The Canucks are counting on that after giving up a good piece of their future in terms of draft picks to acquire Ekman-Larsson and Garland.

“We didn’t take lightly moving that ninth pick overall in the draft,” Canucks general manager Jim Benning said. “That was a hard decision to make, but we just looked at everything that we could accomplish by doing [the trade] and so we made a decision as a hockey ops group to go ahead and do it. … But part of this whole reasoning is that we got to take the next step as a team, and we have to make our team better going into next season.”

There is some risk involved, particularly with Ekman-Larsson having six seasons remaining on the eight-year contract he signed with Arizona on July 1, 2018. 
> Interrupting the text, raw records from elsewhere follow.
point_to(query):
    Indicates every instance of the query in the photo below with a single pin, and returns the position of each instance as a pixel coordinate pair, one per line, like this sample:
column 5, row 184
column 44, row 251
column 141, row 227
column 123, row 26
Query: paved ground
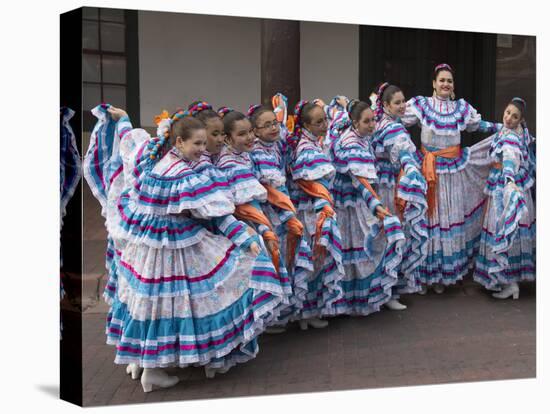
column 461, row 335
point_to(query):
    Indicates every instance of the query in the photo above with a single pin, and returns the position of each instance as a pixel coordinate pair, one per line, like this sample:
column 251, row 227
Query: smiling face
column 366, row 123
column 214, row 135
column 397, row 104
column 319, row 123
column 192, row 147
column 267, row 128
column 512, row 117
column 444, row 84
column 241, row 136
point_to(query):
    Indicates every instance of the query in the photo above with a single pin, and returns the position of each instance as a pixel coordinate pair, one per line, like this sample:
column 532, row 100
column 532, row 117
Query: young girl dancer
column 269, row 158
column 184, row 296
column 455, row 178
column 249, row 195
column 370, row 265
column 507, row 251
column 69, row 174
column 311, row 172
column 401, row 186
column 215, row 141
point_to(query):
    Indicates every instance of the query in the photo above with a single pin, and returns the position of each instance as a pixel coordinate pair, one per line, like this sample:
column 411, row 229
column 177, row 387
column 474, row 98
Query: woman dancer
column 455, row 178
column 507, row 251
column 269, row 157
column 311, row 172
column 401, row 186
column 185, row 296
column 370, row 265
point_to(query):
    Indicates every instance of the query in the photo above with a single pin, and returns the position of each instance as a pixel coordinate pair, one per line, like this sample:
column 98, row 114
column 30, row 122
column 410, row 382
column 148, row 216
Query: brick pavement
column 461, row 335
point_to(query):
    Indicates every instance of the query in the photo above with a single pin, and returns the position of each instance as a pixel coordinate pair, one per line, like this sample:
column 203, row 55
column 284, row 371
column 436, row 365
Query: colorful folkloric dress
column 400, row 181
column 371, row 251
column 249, row 196
column 104, row 173
column 507, row 248
column 269, row 160
column 206, row 166
column 69, row 172
column 311, row 172
column 184, row 296
column 456, row 178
Ekman-Larsson admits he didn’t play well enough this season, when he scored 24 points (three goals, 21 assists) in 46 games and tied forward Phil Kessel for worst on the Coyotes with a minus-17 rating. In fact, Ekman-Larsson acknowledged that his play has dropped off the past four seasons but said he has been working hard to get back to the level he was at when he was selected to play in the NHL All-Star Game in 2015 and 2018.

“I think I’m still young and I still have a lot of hockey in me,” Ekman-Larsson said. “I’ve kind of been working out a little bit more and a little bit smarter. I feel like that’s been helping me a lot. I felt that I’ve been struggling over the last four years. Before that, I was going great and you always go through times like that in a long career, but it’s the way that you get out of it and the way that you learn from it, and I feel like I’ve been doing that.”

Former Canucks forward Daniel Sedin, who rejoined the organization along with twin brother Henrik as a special adviser to the GM on June 22, said he believes Ekman-Larsson can regain his past form partly because of his attitude. 

“He took full responsibility for the last couple of years and that’s what you want in a player, too,” Sedin told Sportsnet650 radio in Vancouver on Saturday. “There was no blame, took it on himself and he’ll get a fresh start here. We know he’s excited to come here. He loves the pressure of being the guy, and I think he’s up for the challenge.

“He’s got a lot (to give). I think he plays an overall very good game. He’ll kill penalties, he can be a physical, he’ll be good on our power play and the main thing for me is he’s professional, he’s a leader. He’ll be so good with Quinn and [defenseman Jack] Rathbone I think, teaching them how to be professional.”

Ekman-Larsson has great respect for the Sedins from having played with them on various occasions with Sweden’s national team, and their return to Vancouver is just another reason why he believes the team is headed in the right direction. 

He’s also looking forward to getting to work with coach Travis Green and assistant Brad Shaw, who was hired by the Canucks on June 9 to oversee their defense.

But Ekman-Larsson knows that ultimately it will be up to him what he brings to the Canucks. After missing the postseason eight of the past nine seasons with the Coyotes, he’s looking forward to the challenge.

“I know that I’m a good player. I know that I can play top minutes in this league,” Ekman-Larsson said. “So it’s just a matter of getting back to that. I’ve been working out a lot the last couple years to get back to that, and I feel comfortable that I’m going to be able to help the Canucks out a lot.”